The Digital Markets, Competition and Consumer Bill (DMCC) has now landed.
As anticipated in our March blog post, the DMCC heralds a radical overhaul of consumer protection laws including those that apply to green claims in advertising.
Consumer protection in the UK has historically been underweight compared to the competition regime – the Competition and Markets Authority (CMA) has to date not had direct enforcement powers meaning that it would need to take a firm to court to enforce any breach of consumer law. Historically the CMA has typically not taken this route, preferring to negotiate undertakings with infringing firms to bring the conduct to an end.

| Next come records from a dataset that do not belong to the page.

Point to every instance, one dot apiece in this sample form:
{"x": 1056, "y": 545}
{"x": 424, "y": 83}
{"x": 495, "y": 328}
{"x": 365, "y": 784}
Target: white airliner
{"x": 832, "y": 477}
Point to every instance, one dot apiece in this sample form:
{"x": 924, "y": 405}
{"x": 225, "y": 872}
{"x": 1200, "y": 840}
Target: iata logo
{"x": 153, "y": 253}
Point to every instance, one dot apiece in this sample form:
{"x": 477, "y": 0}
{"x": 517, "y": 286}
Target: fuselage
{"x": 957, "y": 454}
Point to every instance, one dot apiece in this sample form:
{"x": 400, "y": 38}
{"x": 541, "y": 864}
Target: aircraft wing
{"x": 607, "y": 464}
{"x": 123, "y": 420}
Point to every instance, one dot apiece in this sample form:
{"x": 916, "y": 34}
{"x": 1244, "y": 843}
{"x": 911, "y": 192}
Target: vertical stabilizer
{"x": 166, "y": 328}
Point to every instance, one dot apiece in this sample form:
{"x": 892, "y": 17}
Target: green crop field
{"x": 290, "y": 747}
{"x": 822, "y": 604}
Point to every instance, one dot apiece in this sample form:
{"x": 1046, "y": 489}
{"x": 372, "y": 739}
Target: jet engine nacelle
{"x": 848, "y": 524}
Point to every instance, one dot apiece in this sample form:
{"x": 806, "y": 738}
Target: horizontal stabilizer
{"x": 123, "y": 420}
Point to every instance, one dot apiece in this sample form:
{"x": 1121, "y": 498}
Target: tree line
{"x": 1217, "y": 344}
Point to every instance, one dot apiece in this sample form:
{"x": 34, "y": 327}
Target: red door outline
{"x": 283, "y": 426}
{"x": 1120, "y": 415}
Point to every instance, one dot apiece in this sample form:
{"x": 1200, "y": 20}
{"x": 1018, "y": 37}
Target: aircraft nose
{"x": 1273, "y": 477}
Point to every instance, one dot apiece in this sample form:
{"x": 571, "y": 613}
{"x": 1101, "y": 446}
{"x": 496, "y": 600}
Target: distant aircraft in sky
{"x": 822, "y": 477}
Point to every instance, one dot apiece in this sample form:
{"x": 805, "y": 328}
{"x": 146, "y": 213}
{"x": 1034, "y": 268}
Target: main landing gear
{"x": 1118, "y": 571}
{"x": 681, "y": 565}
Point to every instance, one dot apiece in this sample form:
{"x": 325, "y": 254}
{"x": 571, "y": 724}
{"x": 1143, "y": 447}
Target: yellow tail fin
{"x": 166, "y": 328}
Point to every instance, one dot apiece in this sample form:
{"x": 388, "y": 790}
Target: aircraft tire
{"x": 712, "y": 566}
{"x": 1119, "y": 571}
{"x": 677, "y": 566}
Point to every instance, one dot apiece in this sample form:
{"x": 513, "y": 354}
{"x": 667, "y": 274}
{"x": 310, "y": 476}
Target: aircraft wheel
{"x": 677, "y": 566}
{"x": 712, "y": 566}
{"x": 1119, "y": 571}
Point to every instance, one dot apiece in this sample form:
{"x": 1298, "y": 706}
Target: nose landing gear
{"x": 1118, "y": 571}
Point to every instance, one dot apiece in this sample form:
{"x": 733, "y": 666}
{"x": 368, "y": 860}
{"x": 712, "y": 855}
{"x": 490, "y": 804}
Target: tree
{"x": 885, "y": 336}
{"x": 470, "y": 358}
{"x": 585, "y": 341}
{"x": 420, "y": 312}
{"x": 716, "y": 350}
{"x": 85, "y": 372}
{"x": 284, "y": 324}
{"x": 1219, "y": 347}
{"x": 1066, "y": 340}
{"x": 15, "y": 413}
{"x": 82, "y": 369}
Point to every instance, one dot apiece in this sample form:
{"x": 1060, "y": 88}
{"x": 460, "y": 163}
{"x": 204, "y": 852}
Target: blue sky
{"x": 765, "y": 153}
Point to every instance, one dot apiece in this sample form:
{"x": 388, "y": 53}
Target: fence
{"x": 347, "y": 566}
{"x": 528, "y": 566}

But the DMCC will change this, giving the CMA direct enforcement powers including the power to fine infringers up to 10% of their global turnover.

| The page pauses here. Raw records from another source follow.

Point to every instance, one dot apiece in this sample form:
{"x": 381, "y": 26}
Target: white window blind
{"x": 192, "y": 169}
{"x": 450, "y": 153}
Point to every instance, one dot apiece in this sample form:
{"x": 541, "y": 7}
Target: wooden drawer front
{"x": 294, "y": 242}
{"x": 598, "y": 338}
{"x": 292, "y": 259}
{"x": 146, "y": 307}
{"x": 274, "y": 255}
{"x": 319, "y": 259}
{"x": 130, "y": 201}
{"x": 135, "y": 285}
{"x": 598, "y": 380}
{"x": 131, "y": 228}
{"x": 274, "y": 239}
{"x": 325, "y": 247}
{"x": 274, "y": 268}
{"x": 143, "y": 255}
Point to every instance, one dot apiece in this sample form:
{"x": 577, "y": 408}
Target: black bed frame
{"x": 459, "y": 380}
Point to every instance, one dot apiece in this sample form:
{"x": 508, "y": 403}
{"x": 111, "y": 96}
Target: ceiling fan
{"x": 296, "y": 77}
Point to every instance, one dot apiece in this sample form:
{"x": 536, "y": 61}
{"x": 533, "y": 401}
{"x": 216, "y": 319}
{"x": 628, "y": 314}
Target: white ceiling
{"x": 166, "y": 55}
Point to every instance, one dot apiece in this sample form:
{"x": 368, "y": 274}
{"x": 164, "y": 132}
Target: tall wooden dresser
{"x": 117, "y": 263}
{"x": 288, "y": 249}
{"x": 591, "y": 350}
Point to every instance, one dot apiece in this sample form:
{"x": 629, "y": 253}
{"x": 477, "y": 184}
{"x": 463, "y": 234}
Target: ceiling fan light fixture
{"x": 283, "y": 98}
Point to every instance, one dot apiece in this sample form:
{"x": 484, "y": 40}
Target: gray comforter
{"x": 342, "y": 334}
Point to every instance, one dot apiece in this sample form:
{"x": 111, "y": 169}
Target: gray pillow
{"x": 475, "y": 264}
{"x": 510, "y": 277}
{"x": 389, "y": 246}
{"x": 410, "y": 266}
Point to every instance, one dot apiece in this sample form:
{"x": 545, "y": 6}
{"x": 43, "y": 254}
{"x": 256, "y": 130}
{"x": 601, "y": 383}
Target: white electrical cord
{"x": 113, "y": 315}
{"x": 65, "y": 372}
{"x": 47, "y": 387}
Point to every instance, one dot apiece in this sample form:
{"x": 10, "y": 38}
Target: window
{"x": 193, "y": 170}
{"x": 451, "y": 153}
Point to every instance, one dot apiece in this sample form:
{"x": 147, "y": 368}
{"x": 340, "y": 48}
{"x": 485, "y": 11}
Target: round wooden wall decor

Direct enforcement powers for the CMA
The DMCC builds on the UK’s existing (court-based) consumer law regime, introducing new, direct enforcement powers for the CMA. Pursuant to its new powers, the CMA may decide itself whether consumer law has been broken and impose directions or fines without having to go through the courts.
Specifically, the CMA will be able to fine businesses:
- up to £300,000, or 10% of a businesses’ annual turnover (whichever is higher), for breaching consumer laws;
- up to 5% of a business’s annual global turnover, with an additional daily penalty of 5% of daily turnover during non-compliance, for failing to comply with a direction.
The introduction of steep penalties for non-compliance, alongside existing criminal penalties (punishable by fines or imprisonment of up to two years) for individuals found to have engaged in misleading commercial practices or have engaged consumers in unfair contractual terms, should focus the minds of companies subject to consumer protection laws.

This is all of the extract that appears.